Question For what $n\in [-1,1]$, the equation $\sin(x)=nx$ has (real) solutions other than $0$?
Attempt:
Following the suggestion from Tesla Daybreak, we consider $g(x)=\frac{\sin(x)}{x}, (1\mbox{ if }x=0)$ and find the range of $g$. We know $g(0)=1$, and \begin{align*} \sin(x)<x,\mbox{for all $x>0.$} \end{align*} Therefore, $1$ is the maximum value of $g(x)$ (Note $g$ is even).
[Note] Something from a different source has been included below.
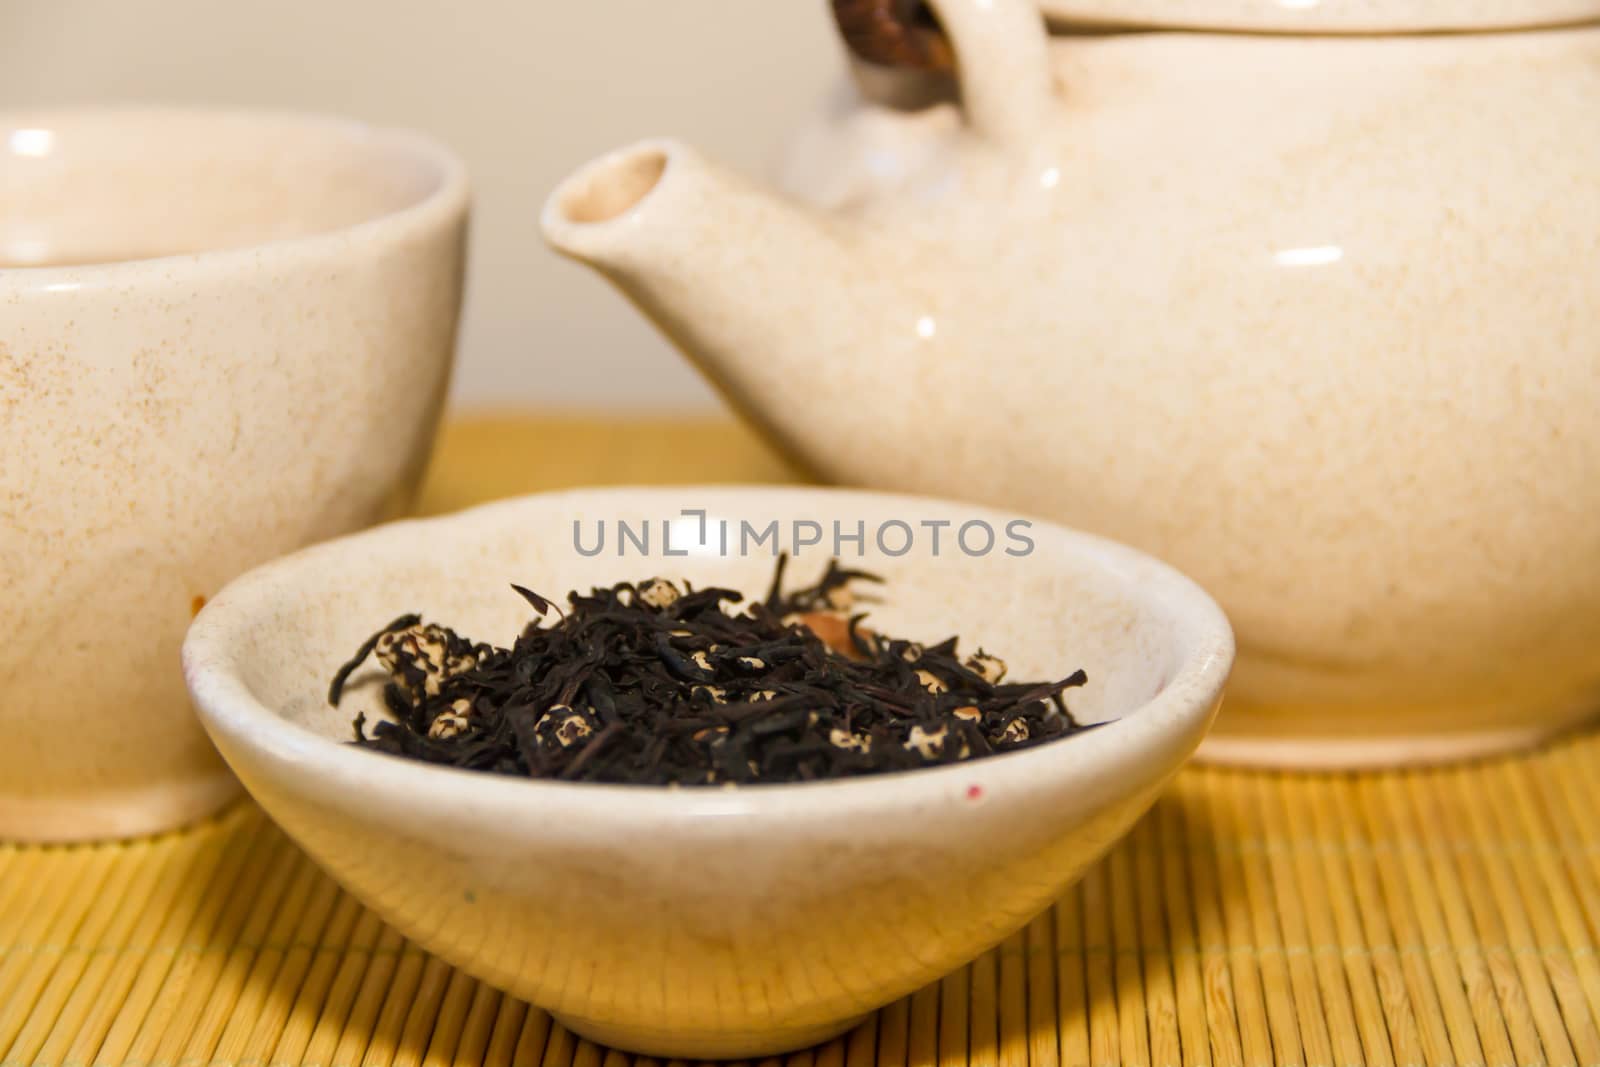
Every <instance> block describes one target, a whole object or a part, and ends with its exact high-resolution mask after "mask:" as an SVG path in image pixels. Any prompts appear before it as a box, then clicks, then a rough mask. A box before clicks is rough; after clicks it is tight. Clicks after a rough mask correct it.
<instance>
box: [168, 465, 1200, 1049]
mask: <svg viewBox="0 0 1600 1067" xmlns="http://www.w3.org/2000/svg"><path fill="white" fill-rule="evenodd" d="M682 509H704V510H706V512H707V522H709V523H715V522H717V520H720V518H728V520H731V522H733V523H738V522H739V520H749V522H750V523H754V525H755V526H757V528H760V526H765V525H766V523H768V522H773V520H778V522H779V523H782V525H784V526H786V528H787V525H789V523H790V522H792V520H795V518H805V520H813V522H819V523H822V525H824V528H827V526H829V525H830V523H832V522H834V520H838V522H842V523H845V526H846V528H851V526H854V523H858V522H862V523H866V525H867V530H875V528H877V526H878V525H880V523H883V522H886V520H901V522H907V523H910V525H914V526H918V525H920V523H922V522H923V520H954V522H957V523H962V522H968V520H973V518H982V520H986V522H990V523H992V525H995V526H997V528H998V526H1000V525H1003V523H1005V522H1008V520H1010V518H1011V515H1002V514H995V512H989V510H984V509H976V507H968V506H963V504H947V502H938V501H926V499H917V498H894V496H885V494H867V493H853V491H842V490H773V488H749V490H726V488H693V490H690V488H685V490H610V491H606V490H594V491H574V493H560V494H547V496H533V498H525V499H518V501H509V502H504V504H494V506H488V507H482V509H477V510H470V512H462V514H459V515H454V517H450V518H442V520H427V522H406V523H397V525H392V526H386V528H381V530H374V531H368V533H365V534H357V536H354V537H347V539H342V541H338V542H333V544H328V545H318V547H314V549H309V550H306V552H301V553H298V555H294V557H290V558H286V560H280V561H277V563H270V565H267V566H264V568H261V569H258V571H254V573H251V574H248V576H245V577H242V579H238V581H237V582H234V584H230V585H229V587H227V589H226V590H222V593H221V595H218V597H216V598H214V600H213V601H211V603H210V605H208V606H206V609H205V611H202V613H200V617H198V619H197V621H195V625H194V629H192V630H190V633H189V638H187V641H186V645H184V670H186V675H187V678H189V686H190V693H192V694H194V699H195V705H197V707H198V710H200V715H202V718H203V720H205V723H206V728H208V729H210V731H211V736H213V739H214V741H216V744H218V747H219V749H221V750H222V753H224V755H226V757H227V761H229V765H232V768H234V769H235V771H237V773H238V776H240V777H242V779H243V782H245V785H246V787H248V789H250V792H251V795H254V797H256V800H259V801H261V805H262V806H264V808H266V809H267V813H270V814H272V817H274V819H277V822H278V824H282V825H283V827H285V829H286V830H288V833H290V835H291V837H293V838H294V840H296V841H299V843H301V845H302V846H304V848H306V849H307V851H309V853H310V854H312V856H314V857H315V859H317V861H318V862H320V864H323V865H325V867H326V869H328V870H330V872H331V873H333V875H334V877H336V878H338V880H339V881H341V883H344V885H346V886H347V888H349V889H350V891H352V893H355V894H357V896H358V897H360V899H362V901H365V902H366V904H370V905H371V907H374V909H376V910H378V913H379V915H382V917H384V918H386V920H387V921H390V923H394V925H395V926H397V928H398V929H400V931H402V933H405V934H406V936H408V937H411V939H414V941H416V942H418V944H421V945H422V947H426V949H429V950H430V952H434V953H437V955H440V957H442V958H445V960H446V961H450V963H453V965H456V966H461V968H464V969H466V971H469V973H470V974H475V976H478V977H483V979H486V981H490V982H493V984H496V985H499V987H502V989H506V990H509V992H512V993H515V995H517V997H523V998H526V1000H530V1001H531V1003H534V1005H538V1006H541V1008H546V1009H549V1011H552V1013H555V1016H557V1017H558V1019H560V1021H562V1022H563V1024H566V1025H568V1027H570V1029H573V1030H576V1032H578V1033H581V1035H584V1037H589V1038H594V1040H597V1041H603V1043H606V1045H613V1046H618V1048H624V1049H635V1051H643V1053H651V1054H656V1056H662V1057H669V1056H686V1057H720V1056H760V1054H766V1053H776V1051H784V1049H790V1048H797V1046H802V1045H808V1043H813V1041H819V1040H822V1038H827V1037H830V1035H834V1033H837V1032H840V1030H843V1029H846V1027H848V1025H850V1024H851V1022H853V1021H856V1019H858V1017H859V1016H861V1014H864V1013H867V1011H870V1009H874V1008H877V1006H878V1005H883V1003H886V1001H890V1000H893V998H894V997H899V995H902V993H906V992H909V990H912V989H917V987H918V985H922V984H925V982H928V981H933V979H936V977H938V976H941V974H944V973H946V971H949V969H952V968H955V966H958V965H960V963H963V961H965V960H968V958H971V957H974V955H978V953H979V952H982V950H984V949H987V947H989V945H994V944H995V942H998V941H1000V939H1002V937H1005V936H1006V934H1010V933H1013V931H1016V929H1019V928H1021V926H1022V925H1024V923H1026V921H1027V920H1029V918H1032V917H1034V915H1035V913H1037V912H1038V910H1042V909H1043V907H1046V905H1048V904H1050V902H1051V901H1053V899H1056V896H1058V894H1061V893H1062V889H1064V888H1066V886H1067V885H1069V883H1070V881H1072V880H1074V878H1077V877H1078V873H1080V872H1082V870H1083V869H1085V867H1086V865H1088V864H1090V862H1091V861H1093V859H1094V857H1096V856H1099V854H1101V853H1104V851H1106V848H1109V846H1110V843H1112V841H1115V840H1117V837H1120V835H1122V833H1123V832H1125V830H1126V829H1128V827H1130V824H1131V822H1133V821H1134V819H1136V817H1138V816H1139V814H1141V813H1142V811H1146V808H1147V806H1149V805H1150V803H1152V800H1154V797H1155V795H1157V792H1158V790H1160V787H1162V785H1163V782H1166V781H1168V777H1170V776H1171V774H1173V773H1174V771H1176V769H1178V766H1179V765H1181V763H1182V761H1184V760H1186V758H1187V757H1189V753H1190V752H1192V750H1194V747H1195V745H1197V744H1198V742H1200V737H1202V734H1203V733H1205V729H1206V725H1208V723H1210V721H1211V715H1213V712H1214V707H1216V702H1218V699H1219V696H1221V688H1222V683H1224V680H1226V675H1227V670H1229V664H1230V661H1232V635H1230V633H1229V627H1227V621H1226V619H1224V617H1222V613H1221V609H1219V608H1218V606H1216V605H1214V603H1213V601H1211V600H1210V598H1208V597H1206V595H1205V593H1203V592H1200V589H1198V587H1197V585H1194V582H1190V581H1187V579H1186V577H1182V576H1179V574H1178V573H1176V571H1173V569H1170V568H1168V566H1165V565H1162V563H1157V561H1155V560H1150V558H1147V557H1144V555H1139V553H1138V552H1133V550H1130V549H1123V547H1120V545H1115V544H1110V542H1106V541H1101V539H1098V537H1091V536H1088V534H1080V533H1072V531H1067V530H1062V528H1058V526H1051V525H1050V523H1035V525H1034V528H1032V530H1030V531H1029V533H1030V537H1032V539H1034V542H1035V549H1034V552H1032V553H1029V555H1024V557H1008V555H1005V553H1003V552H1000V550H995V552H992V553H989V555H984V557H968V555H963V553H960V552H952V550H950V547H949V542H946V545H944V550H942V553H941V555H939V557H933V555H931V544H930V542H928V541H926V539H922V541H920V542H918V545H917V547H915V549H914V550H912V552H910V553H907V555H902V557H898V558H893V557H886V555H882V553H878V552H875V550H874V552H869V553H867V555H866V557H856V555H848V557H846V558H848V560H850V561H851V563H859V565H862V566H867V568H870V569H874V571H878V573H882V574H883V576H885V577H886V579H888V585H886V595H885V597H883V601H882V603H877V605H874V606H872V617H874V621H875V624H878V625H882V627H883V629H885V632H893V633H896V635H906V637H912V638H928V640H936V638H944V637H947V635H949V633H960V635H963V637H965V638H966V641H976V643H981V645H984V646H986V648H989V649H994V651H998V653H1003V656H1005V659H1006V661H1008V664H1010V665H1011V672H1013V675H1014V677H1059V675H1061V673H1064V672H1069V670H1072V669H1075V667H1078V665H1080V664H1082V665H1083V667H1085V669H1086V670H1088V677H1090V683H1088V686H1086V688H1085V689H1078V691H1074V694H1072V697H1070V705H1072V709H1074V713H1077V715H1080V717H1083V718H1085V720H1088V721H1102V720H1117V721H1114V723H1109V725H1106V726H1102V728H1099V729H1096V731H1093V733H1088V734H1082V736H1077V737H1070V739H1066V741H1059V742H1056V744H1048V745H1040V747H1037V749H1029V750H1026V752H1019V753H1011V755H1005V757H995V758H990V760H981V761H974V763H968V765H955V766H949V768H938V769H928V771H914V773H907V774H893V776H882V777H874V779H856V781H851V782H811V784H803V785H766V787H746V789H733V790H728V789H710V790H696V789H682V790H666V789H651V787H618V785H586V784H560V782H531V781H517V779H507V777H496V776H486V774H482V773H474V771H456V769H448V768H435V766H426V765H419V763H411V761H406V760H398V758H394V757H384V755H378V753H373V752H366V750H360V749H355V747H352V745H347V744H342V742H344V741H346V739H347V737H349V736H350V717H352V715H354V713H355V712H357V710H358V709H366V710H370V712H371V710H373V709H376V707H379V704H378V701H379V697H378V694H376V688H378V685H374V680H376V681H378V683H379V685H381V677H379V675H378V672H365V673H357V675H355V677H354V681H355V686H357V688H354V689H352V691H350V696H349V697H347V704H346V707H341V709H331V707H328V704H326V689H328V678H330V677H331V675H333V672H334V670H336V669H338V667H339V664H341V662H342V661H344V659H346V657H347V656H349V654H350V651H352V649H354V648H355V646H357V645H358V643H360V641H362V640H363V638H365V637H366V635H368V633H371V632H373V629H376V627H378V625H382V624H384V622H386V621H389V619H390V617H395V616H397V614H400V613H405V611H413V609H419V611H422V613H424V614H426V616H427V617H429V619H435V621H440V622H446V624H451V625H456V627H458V629H459V630H461V632H464V633H472V635H474V637H482V638H485V640H494V641H502V643H509V641H510V640H512V638H514V637H515V633H517V632H518V629H520V627H522V624H523V622H526V619H528V608H526V603H523V601H522V598H520V597H517V595H515V593H514V592H512V590H510V589H509V587H507V582H512V581H515V582H520V584H525V585H530V587H533V589H538V590H542V592H546V593H557V595H558V593H562V592H565V590H568V589H573V587H578V589H587V587H590V585H597V584H603V585H610V584H613V582H616V581H619V579H624V577H634V579H640V577H645V576H648V574H666V576H672V577H678V576H685V577H688V579H690V581H693V582H694V584H696V585H704V584H717V585H731V587H736V589H744V590H752V592H754V590H765V589H766V585H768V582H770V581H771V571H773V563H774V560H773V557H771V553H770V545H768V552H752V553H749V555H736V553H730V555H726V557H723V555H720V553H718V552H717V544H715V542H717V537H715V534H712V536H707V537H701V536H699V533H698V523H696V520H693V518H691V520H682V522H685V523H686V528H675V530H674V534H672V545H674V552H686V553H688V555H674V557H672V558H666V557H662V555H661V549H662V545H661V541H659V537H658V539H656V541H654V542H653V545H654V552H656V555H653V557H648V558H642V557H640V555H637V553H634V552H632V550H630V553H629V557H627V558H618V557H616V555H614V553H613V552H611V550H606V552H605V553H603V555H598V557H594V558H584V557H582V555H579V553H578V552H576V550H574V547H573V523H574V522H576V520H581V522H582V523H584V531H586V533H584V541H586V542H590V541H592V531H594V523H597V522H598V520H606V522H616V520H627V522H630V523H634V528H635V530H637V528H638V526H640V525H642V523H643V520H654V522H661V520H667V518H675V517H678V515H680V512H682ZM710 528H712V530H715V526H710ZM658 530H659V526H658ZM680 533H682V534H685V536H680ZM733 544H736V542H733ZM867 544H869V545H870V544H872V537H870V534H869V537H867ZM826 558H827V553H826V550H818V549H813V550H810V552H806V553H803V555H798V557H795V560H792V561H790V574H792V576H797V577H798V576H810V574H813V573H814V571H818V569H821V568H822V565H824V560H826ZM963 646H965V643H963Z"/></svg>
For minimum point, we find $g'(x)$ to be $\frac{x\cos(x)-\sin(x)}{x^2}$. Setting this to be zero, we get for local minimum points $x_0$, $\tan(x_0)=x_0.$ Observe that
$$\tan(\pi)=0<\pi,\qquad \lim_{x\to \frac{\pi}{2}}\tan(x)=\infty>\frac{\pi}{2}.$$ $\tan(x)$ has a period of $\pi$. Therefore, $\tan(x)=x$ has solutions for $x\in (\pi,\frac{3\pi}{2})+k\pi$, for $k\in \mathbb{N_0}$. $g(x)=\frac{\sin(x)}{x}=\cos(x)\frac{\tan(x)}{x}$. For the minimum points $x_0$, $g(x_0)=\cos(x_0)<0$. The range of $g$ is $[\inf\{\cos(x_0)| \tan(x_0)=x_0\},1].$ This is the best I can come out with... I would appreciate a lot if someone can help to get better result.